At any rate, Warren faded into the background when the subject of immigration came up. Here former Housing Secretary Julián Castro stood out, repeatedly jumping in to demand the other candidates promise to make illegal immigration a civil offense, provide a path to citizenship for all unauthorized immigrants, and provide aid to Guatemala, Honduras, and El Salvador to stem the tide of refugees. He savaged former Texas Rep. Beto O'Rourke in particular, who struggled to respond effectively. And once again, there was broad agreement with Castro's basic framework.
Things took a turn for the worse when Chuck Todd and Rachel Maddow stepped in as moderators. Maddow at least asked reasonable questions, but neither of them could keep a handle on the conversation, resulting in several minutes of incomprehensible cross-talk and jostling for time, as the candidates polling at 1 percent (mostly moderate white guys even I have trouble telling apart) attempted to elbow their way into the conversation. Warren wasn't heard much in the second half of the debate.
Worse, Todd — in keeping with the partisan balance of guests on his show, which is more tilted towards conservatives than Fox News Sunday — asked preposterously loaded questions. On gun control, he repeatedly implied Democrats were planning to confiscate all guns (something none of them have ever remotely proposed). On climate change, he asked how candidates would pay for their plans (and not how they would pay for ever-increasing weather disasters if we don't attack the problem), and asked O'Rourke how he would respond to a voter who agrees with climate policy but "suddenly feels as if government is telling them how to live and ordering them how to live" — a question that is somehow never raised with similarly-coercive subsidies for fossil fuels, single family homes, or highways. It was a classic instance of a supposedly nonpartisan journalist reinforcing right-wing policy narratives and framing it as pushing lefties to confront Tough Choices.
It wasn't a total loss, of course. Any unscripted event like this provides an interesting window into how candidates think on their feet, where they take a stand versus ducking the question, what they think is most important, and so on. De Blasio, Castro, and Washington Gov. Jay Inslee used their time well to press their signature issues and perspectives. Despite being a bit hesitant to jump in, Warren also gave a solid performance.
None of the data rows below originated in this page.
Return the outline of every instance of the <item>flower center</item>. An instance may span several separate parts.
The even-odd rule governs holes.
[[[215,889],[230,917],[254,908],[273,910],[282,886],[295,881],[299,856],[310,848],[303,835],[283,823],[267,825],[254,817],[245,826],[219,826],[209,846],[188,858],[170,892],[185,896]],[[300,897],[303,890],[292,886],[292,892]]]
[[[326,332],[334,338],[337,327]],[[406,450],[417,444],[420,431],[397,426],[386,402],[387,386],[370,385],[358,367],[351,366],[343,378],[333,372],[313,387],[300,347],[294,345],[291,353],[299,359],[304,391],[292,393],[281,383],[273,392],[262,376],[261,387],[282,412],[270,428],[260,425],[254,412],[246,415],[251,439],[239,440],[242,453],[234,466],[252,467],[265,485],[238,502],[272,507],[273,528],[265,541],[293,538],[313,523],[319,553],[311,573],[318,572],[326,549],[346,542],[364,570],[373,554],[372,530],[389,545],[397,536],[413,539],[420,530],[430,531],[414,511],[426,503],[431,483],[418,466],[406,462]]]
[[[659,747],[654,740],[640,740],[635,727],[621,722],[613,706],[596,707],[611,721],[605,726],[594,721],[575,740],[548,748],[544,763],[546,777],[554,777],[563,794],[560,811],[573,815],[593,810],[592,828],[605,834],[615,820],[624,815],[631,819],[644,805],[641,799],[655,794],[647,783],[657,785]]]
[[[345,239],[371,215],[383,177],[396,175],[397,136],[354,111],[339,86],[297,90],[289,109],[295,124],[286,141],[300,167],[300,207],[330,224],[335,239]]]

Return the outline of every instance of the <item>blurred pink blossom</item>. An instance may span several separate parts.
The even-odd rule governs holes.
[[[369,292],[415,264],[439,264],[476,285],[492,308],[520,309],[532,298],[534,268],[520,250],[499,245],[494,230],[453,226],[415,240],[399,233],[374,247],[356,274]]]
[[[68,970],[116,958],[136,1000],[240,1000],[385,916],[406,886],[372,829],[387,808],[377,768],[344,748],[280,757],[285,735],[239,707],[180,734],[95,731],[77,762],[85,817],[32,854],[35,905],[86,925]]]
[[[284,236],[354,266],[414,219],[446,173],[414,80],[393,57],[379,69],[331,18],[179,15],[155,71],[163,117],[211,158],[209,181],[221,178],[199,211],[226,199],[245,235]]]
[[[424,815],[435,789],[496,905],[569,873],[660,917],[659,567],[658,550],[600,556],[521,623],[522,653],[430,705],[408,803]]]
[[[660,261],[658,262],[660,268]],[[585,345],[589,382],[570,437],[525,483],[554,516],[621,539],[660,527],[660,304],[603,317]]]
But those moments were few and far between. The debate was mostly just people talking over each other or the moderators as they desperately tried to blurt out their talking points in two-minute or 30-second intervals. Key policy questions were left hanging as the conversation flitted from topic to topic (with breaks for commercials, naturally).
There are going to be a lot of these debates. It would be far more interesting to see a smaller number of candidates focusing on one or two big issues, with much longer time for answers and responses. What we are going to get, at least until the field narrows a great deal, is a bunch of zany clown cars.